The Career Transitions ministry of ClearView is offering a free workshop for those that find themselves in this situation. The workshop is this coming Friday evening at ClearView. You can find more information on the workshop here and register here.

Friday, March 20, 2009

What's in a name?

Christian? Christ follwer? Believer? Disciple? Saved? Born again?

All of the above (and more) are terms we might use to refer to someone who has embraced Jesus Christ as their savior, committed their life to Him and seek to obey and serve Him. Even defining it with the immediate preceeding sentence presents problems. The problem is that all the terms above have some baggage attached. Even the secular media is picking up on it.

The earliest Christian/Christ followers/believers/disciples/etc. were called followers of The Way.
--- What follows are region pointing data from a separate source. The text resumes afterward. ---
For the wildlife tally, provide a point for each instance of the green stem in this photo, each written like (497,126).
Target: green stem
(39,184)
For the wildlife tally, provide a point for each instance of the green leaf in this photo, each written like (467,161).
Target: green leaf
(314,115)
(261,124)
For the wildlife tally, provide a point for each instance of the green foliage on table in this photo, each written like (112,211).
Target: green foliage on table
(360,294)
When Christ came He introduced a 'way' like none before. Those who chose that path were followers of The Way (praying for enemies, offering forgiveness unlimited, the last shall be first, and on and on). Some years later these followers were called "Christians" (little Christs) because they mimicked Christ. Those on the outside could see an obvious Christlikeness about them, they began to call them "little Christ's" as a term of derision. They meant it as anything but a compliment.

The word "christian" today has little resemblance to its origin. Any time I use the word to describe myself I feel compelled to describe what I mean. To say we are a "christian" nation is a great example of how little this word really means any more. We look and act nothing like Christ as a nation today. And many who apply the label "christian" as individuals could hardly be mistaken for Christ ... or even a cheap model of Christ.
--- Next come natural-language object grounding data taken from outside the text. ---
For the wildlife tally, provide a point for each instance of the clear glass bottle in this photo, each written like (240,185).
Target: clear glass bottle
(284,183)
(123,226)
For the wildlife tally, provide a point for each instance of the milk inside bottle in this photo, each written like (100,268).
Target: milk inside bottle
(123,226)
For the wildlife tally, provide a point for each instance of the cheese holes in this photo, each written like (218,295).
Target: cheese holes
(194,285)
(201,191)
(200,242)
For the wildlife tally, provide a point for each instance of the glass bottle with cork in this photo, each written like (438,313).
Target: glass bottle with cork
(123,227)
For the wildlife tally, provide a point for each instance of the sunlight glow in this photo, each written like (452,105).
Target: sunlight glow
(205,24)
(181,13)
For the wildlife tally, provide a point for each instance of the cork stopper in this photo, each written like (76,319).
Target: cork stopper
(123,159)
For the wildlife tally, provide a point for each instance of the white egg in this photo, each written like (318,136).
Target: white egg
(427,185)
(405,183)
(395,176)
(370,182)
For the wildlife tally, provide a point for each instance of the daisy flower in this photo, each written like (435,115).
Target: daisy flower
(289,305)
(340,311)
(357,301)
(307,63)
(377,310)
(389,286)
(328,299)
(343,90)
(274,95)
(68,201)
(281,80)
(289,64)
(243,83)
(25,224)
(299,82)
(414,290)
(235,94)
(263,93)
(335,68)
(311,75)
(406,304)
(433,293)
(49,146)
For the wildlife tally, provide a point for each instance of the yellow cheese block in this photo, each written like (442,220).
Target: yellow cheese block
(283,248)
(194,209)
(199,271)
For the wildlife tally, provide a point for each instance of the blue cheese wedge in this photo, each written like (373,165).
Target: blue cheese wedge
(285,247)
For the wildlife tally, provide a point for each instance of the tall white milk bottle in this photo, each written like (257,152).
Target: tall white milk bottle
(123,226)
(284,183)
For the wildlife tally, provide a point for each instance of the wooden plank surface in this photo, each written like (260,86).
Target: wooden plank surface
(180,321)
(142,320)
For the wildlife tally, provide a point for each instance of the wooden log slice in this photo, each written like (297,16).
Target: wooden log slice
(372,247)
Believer? James 2:19 says, "You believe that God is one; you do well. The demons also believe—and they shudder." To 'believe' is not enough if that belief does not lead to a life sold out to Christ that leads to transformation into His likeness.

Born again? Saved? These are terms only understood by those who grew up in church or hang around a church. "Disciple" falls into this category of church-speak as well.

I use the term "christ follower". This term has its short comings as well. Jesus was much more than a model to live by. He was the sacrifice made on our behalf. He was our substitute. I choose this term because the first call Jesus made to the first "disciples" was "Come, follow Me". Those that attend the church I pastor hear me say such things as, "genuine Christ follower" rather than, if you would like to be a "christian". The article in Newsweek referenced above is correct in that the terms we use carry so much baggage.

Then again, maybe that's not a bad thing. As we tell others we are a Christian/Believer/Disciple/Christ Follower/etc. we will need to go into an immediate explanation of what that means. What a great opportunity to share our faith!

Sunday, March 15, 2009

25 Years

There are a number of things I would do differently if given the opportunity. But marrying Leigh Ann Sessoms on March 17, 1984 is not one of them. I would do it again tomorrow. Tuesday of this week marks our 25th wedding anniversary.

I am so grateful to her and for her. A man could not ask for more in a wife. This is the best way I know to tell you about her and how much I love the woman who has been my life and ministry partner for the past 25 years:

Proverbs 31:10-12, 25-31

10 Who can find a capable wife? She is far more precious than jewels. 11 The heart of her husband trusts in her, and he will not lack anything good. 12 She rewards him with good, not evil, all the days of her life. 25 Strength and honor are her clothing, and she can laugh at the time to come. 26 She opens her mouth with wisdom, and loving instruction is on her tongue. 27 She watches over the activities of her household and is never idle. 28 Her sons rise up and call her blessed. Her husband also praises her: 29 “Many women are capable, but you surpass them all!” 30 Charm is deceptive and beauty is fleeting, but a woman who fears the Lord will be praised. 31 Give her the reward of her labor, and let her works praise her at the city gates.

Leigh Ann, I love you and thank God for you. Thanks for sharing the past 25 years with me ... and many more to come.